彼はメキメキとチームを強く育て上げた。そして自らのチームを、最近二回の国内大会の両方で優勝に導くという快挙を成し遂げたのだった。ジョンはまさに、東ティモールのサッカーをリードする存在になっていた。
幸運なことにぼくらは、そのジョンにとってとても大切な時期に彼と出会えたようだった。ジョンは興奮しながらこう言うのだ。
「五月十一日にはもうひとつの全国大会プレジデントカップの決勝戦を戦うことになっています。その試合に勝てば、ぼくが東ティモール代表チームの監督になることがほぼ決まるんです!」
つまり、三日後の試合に勝ち、プレジデントカップの優勝をつかめば、この年の十二月、東ティモールが臨む二度目の国際大会である東南アジアのタイガーカップにおいて、ジョンが代表チームを指揮することが確実になるというのだ。
「決勝戦をぜひ見に来てください! 絶対勝ちますから!」
宿のキッチンのテーブルで、彼はピンクの歯茎を輝かせながらそう言って大きく笑った。

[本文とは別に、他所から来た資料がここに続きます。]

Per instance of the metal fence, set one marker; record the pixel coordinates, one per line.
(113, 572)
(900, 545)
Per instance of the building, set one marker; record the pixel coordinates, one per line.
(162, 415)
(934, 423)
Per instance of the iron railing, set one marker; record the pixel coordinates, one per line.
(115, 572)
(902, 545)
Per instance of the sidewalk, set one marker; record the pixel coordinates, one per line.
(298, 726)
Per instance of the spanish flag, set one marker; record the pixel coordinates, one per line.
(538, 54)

そしてジョンは、ぼくとモトコとヨハン、三人分の決勝戦のチケットを手配してくれたのだった。
独立二周年記念を九日後に控えた五月十一日の午後、ぼくらは三人でディリ市内にあるスタジアムに行った。スタジアムといっても空き地を低い壁で囲んだだけといった外観で、観客席も両サイドに少々あるだけのかなり簡素なつくりだった。
人がぱらぱらと集まり出したころ、ぼくらもスタジアムに入場し、階段状になった観客席の上の方に席をとった。フィールドを見渡すと、その向こうには、緩やかなカーブを描く緑の山が青空の中にくっきりと浮かび上がっている。

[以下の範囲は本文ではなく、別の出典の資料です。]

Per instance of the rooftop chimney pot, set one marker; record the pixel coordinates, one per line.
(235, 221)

試合開始が近づくと客席はぎっしりと埋め尽くされた。客席だけではなく、フィールドが見渡せるあらゆる柱や建物の上も人の姿でいっぱいになり、いつしかサイドラインとエンドラインに沿ってぐるりと、分厚い人の壁ができていた。
プレジデントカップという名の通り、客席の中央にはグスマォン大統領の姿も見える。初めて見る国家元首の姿にぼくは、「おおー、本物だ!」と気持ちが高ぶった。大統領は写真で見た通りのワイルドなイケメン。しかも笑顔が優しげな彼は、女性にモテるだろうことは言うに及ばず、新しい国のリーダーとして十分なカリスマ性があることを直感的に感じさせた。

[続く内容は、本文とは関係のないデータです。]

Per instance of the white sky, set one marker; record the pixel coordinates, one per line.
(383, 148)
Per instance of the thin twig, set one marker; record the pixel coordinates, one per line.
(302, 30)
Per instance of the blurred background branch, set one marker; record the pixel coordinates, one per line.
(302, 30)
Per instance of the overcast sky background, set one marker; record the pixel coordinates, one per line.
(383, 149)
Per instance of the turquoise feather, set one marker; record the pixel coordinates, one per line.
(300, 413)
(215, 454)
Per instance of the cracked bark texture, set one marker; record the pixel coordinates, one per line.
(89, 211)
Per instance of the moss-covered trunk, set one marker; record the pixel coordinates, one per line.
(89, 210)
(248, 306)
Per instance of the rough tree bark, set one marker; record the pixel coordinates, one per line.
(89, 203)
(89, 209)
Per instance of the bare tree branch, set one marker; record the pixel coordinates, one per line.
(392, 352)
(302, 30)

その大統領にマッサージ代を踏み倒されたとぼやくジョンが率いるのは、彼の故郷、バウカウ市のチームである。バウカウはディリより一二〇キロほど東にあるが、この日バウカウからは二五台のトラックが応援客を乗せてやってきていたという。
ジョンはそれだけの期待を背負ってこの試合に臨んでいた。そして、彼自身の将来を切り開くために、この国の人々に希望を与えるために、ジョンは自らのすべてを注ぎ込んだ選手たちをフィールドに送り込んだのである。
スタジアムは沸きに沸いた。試合のレベルは決して高いものではなかったが、一つひとつのプレーに、大きな歓声が上がり続ける。穴だらけの芝の上で、ボールは鈍い音を発しながら、ときに予測不能なバウンドをする。選手交代のとき、退出する選手が交代する選手にすね当てを渡す姿もあった。
あらゆるコンディションがよくないことは、この一試合を見ているだけでもよくわかった。しかし、選手にとっても観客にとっても、そんなことは全く関係ないようだった。選手は必死にボールを追い、観客は必死に選手たちを追った。客席では、くたびれたTシャツを着た子どもたちが懸命に観客に物を売って歩いていたが、その子たちも頻繁に足を休めて、試合を食い入るように見つめていた。
誰もがこの瞬間に情熱を注ぎ、楽しもうとしていた。この試合こそが、この国の人々がもっとも熱くなれるものであるにちがいなかった。
ジョンはこんなことも言っていた。
視察に訪れたFIFA(国際サッカー連盟)のある人物が、町の至るところでサッカーをする東ティモールの子どもたちを見ながら、「ここはブラジルみたいだ」と言ったという。八〇万人近い人口(当時)の半分以上が十五歳以下ともいわれる驚異的な若さを考えれば、この国の可能性はたしかに底知れないのかもしれなかった。
「十年、十五年後を見ていてください。そのときには日本とも対等な試合ができる国にしてみせますよ!」
ジョンは母国の可能性を信じて指導を続けてきた。そのために多くを捧げてきた。
国連の任務終了時期が近づいていたこのころ、国連関係者ら外国人が徐々に減るとともにマッサージの仕事も減り、ジョンの生活はますます厳しくなっていたが、それでも彼は、練習時に飲む水などを自分でなんとか搔き集めた金で買っていた。そんなジョンに、必要な金の一部を手渡しているのが、宿のヘンリーであることをぼくは後から知った。
午後五時半すぎ、試合も終わりに近づいたころ、スタジアムはさらに大きな歓声に包まれた。それは、ジョンたちの勝利を決定づけるシュートが決まった瞬間だった。
ヨハンもモトコもぼくも、思わず手を上げて
「うおーっ!」
と叫んだ。そして、サイドライン際にいるジョンを見た。黄色のシャツと赤のネクタイで鮮やかにキメていた彼は、喜びを大きくは表さず、あくまでも試合に集中していた。だが、彼の右手は、たしかに目頭を押さえていた。
笛が鳴った。ジョンが勝った。
その瞬間を見届けたほとんどの人が、駆けるようにしてフィールドに下りてくる。夕日の中で色を変えつつあった緑のフィールドは、さまざまな色の服を着た観客によって豊かに彩られ、選手と観客の間には垣根もなく、みなが一体になってジョンたちの勝利を祝っていた。
ぼくたちもフィールドに下りた。
「おめでとう!」
声をかけると、ジョンは、優勝カップを持った選手たちとともに満面の笑みでこっちを見た。そしてぼくがカメラを向けると、
「よし、みんな一緒に写ろう!」
と、選手を集め、さらに大きな笑顔を見せてくれた。選手の顔を見ると、みな純朴そうでさわやかな若者たちだった。そんな大勢の「弟」たちに囲まれた彼は、その瞬間、誰よりも幸せそうに見えた。
スタジアムには高い外壁はなく、外に立つ何本もの大きなヤシの木と、そのさらに後ろにそびえる山までが見渡せる。その景色と大勢の人間のすべてが、淡いオレンジ色の夕焼けの中に溶け込んだ表彰式の風景は、ぼくにとって、東ティモールの日々の中でももっとも忘れられないもののひとつとなった。
ぼくはこの日、この国の明るく前向きなエネルギーを、たしかに垣間見ることができたような気がした。